I recently learned about a new trend "waffling," essentially putting unexpected foods into a waffle iron to see what happens. I'll admit I was skeptical at first, but then the idea actually intrigued me. However while waffles are a brunch staple, I'll order in a restaurant, a waffle iron is one of the few gadgets missing from my kitchen. I've never really been able to justify it, knowing it would probably gather more dust than oil. But this recipe from FWx has me wanting to run to the store right now. It throws some of my favorite flavors into the same dish, ones I might never have put together. Cheddar and beer are perfect compliments, I don't know why I never considered using them together in a biscuit batter or waffles as FWx did. And the honey and sriracha, perhaps unexpected, sound like a great spicy-sweet glaze for fried chicken.
My breakfast staple. I could eat eggs over easy day in day out, even with all the talk that eggs can lead to bad cholesterol.

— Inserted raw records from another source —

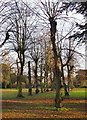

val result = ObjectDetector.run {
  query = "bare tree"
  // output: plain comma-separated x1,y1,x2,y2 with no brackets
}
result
28,61,32,95
36,0,86,109
0,0,11,47
29,39,40,94
0,0,38,97
38,0,66,109
0,31,10,48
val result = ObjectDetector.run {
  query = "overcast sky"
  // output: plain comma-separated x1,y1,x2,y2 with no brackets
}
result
0,0,86,71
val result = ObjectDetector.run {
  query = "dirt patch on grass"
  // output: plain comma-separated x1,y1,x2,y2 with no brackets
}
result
2,110,87,118
2,99,87,118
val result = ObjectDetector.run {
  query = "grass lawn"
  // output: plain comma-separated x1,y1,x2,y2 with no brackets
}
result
1,88,87,119
2,88,87,99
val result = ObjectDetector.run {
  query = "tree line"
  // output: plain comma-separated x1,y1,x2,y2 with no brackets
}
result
0,0,86,110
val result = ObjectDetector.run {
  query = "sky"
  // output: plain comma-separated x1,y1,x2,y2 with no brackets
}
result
0,0,86,72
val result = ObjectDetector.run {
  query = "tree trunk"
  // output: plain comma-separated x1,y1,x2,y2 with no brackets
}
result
35,61,39,94
50,68,54,91
62,66,69,96
40,45,43,93
49,17,61,109
17,62,24,97
16,60,19,89
45,65,49,92
17,76,23,97
67,65,71,94
28,61,32,95
60,57,69,96
40,62,43,93
44,72,46,92
54,62,61,109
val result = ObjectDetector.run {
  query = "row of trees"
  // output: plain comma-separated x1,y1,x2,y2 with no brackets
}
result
0,0,86,110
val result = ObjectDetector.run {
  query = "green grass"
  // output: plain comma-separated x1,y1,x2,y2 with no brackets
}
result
69,88,86,98
1,88,86,100
2,89,55,100
2,88,86,118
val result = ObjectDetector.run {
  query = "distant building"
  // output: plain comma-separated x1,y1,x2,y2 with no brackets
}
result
74,69,87,87
77,69,87,80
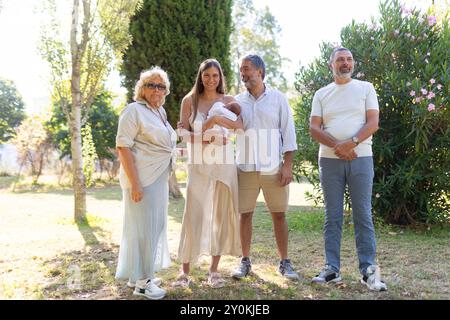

I loved this roundup from Food 52 because it speaks to one of my favorite aspects of cooking. No two cooks are the same, give them the same recipe and every person will put their own spin. Even with a simple fried egg, there are endless ways to make it. My preferred technique is similar to Emily Vikre's -- a frying pan on medium-high heat and a pad of butter, and I remove the pan from the heat when I flip my egg. It's been fun trying these other methodologies to see how the end result differs.
Mac and cheese, I've been known to make lists of restaurants to try based on hearing they have a great macaroni and cheese, I've got one entire cookbook devoted entirely to the dish, and I will constantly experiment with different cheeses and mix-ins. I made these macaroni and cheese muffins for a going-away potluck a while back, and they're much easier to eat while mingling carrying around a bowl and spoon. What's great about this recipe is the addition of the Dijon mustard and butternut squash puree.
I immediately cut out the recipe card for this from the back of this past month's Real Simple magazine. Of course, it's got bourbon, apple and vanilla, an absolutely delightful combination of flavors. But what really intrigued me was the use of grits in the cake batter. This is definitely on my "Must Bake" list, and I can't wait to share with you how it turns out.
Bourbon has been my spirit of choice now for a while. While I usually drink it neat or with one or two ice cubes, I do enjoy finding creative cocktails that utilize it. The bourbon brulé from NY Times Cooking combines some flavors I wouldn't have imagined trying together all at once -- bourbon, orange, ginger and sherry. If it tastes as good as it looks in the picture, it'll make a worthy drink for holiday celebrations.
I love sweet potato fries. What I really need to find is a place that serves endless baskets. But let's be serious, they're really not that difficult to make at home, I've just never tried. I found this great recipe on NY Times Cooking, just six ingredients and barely any time at all. What took me so long?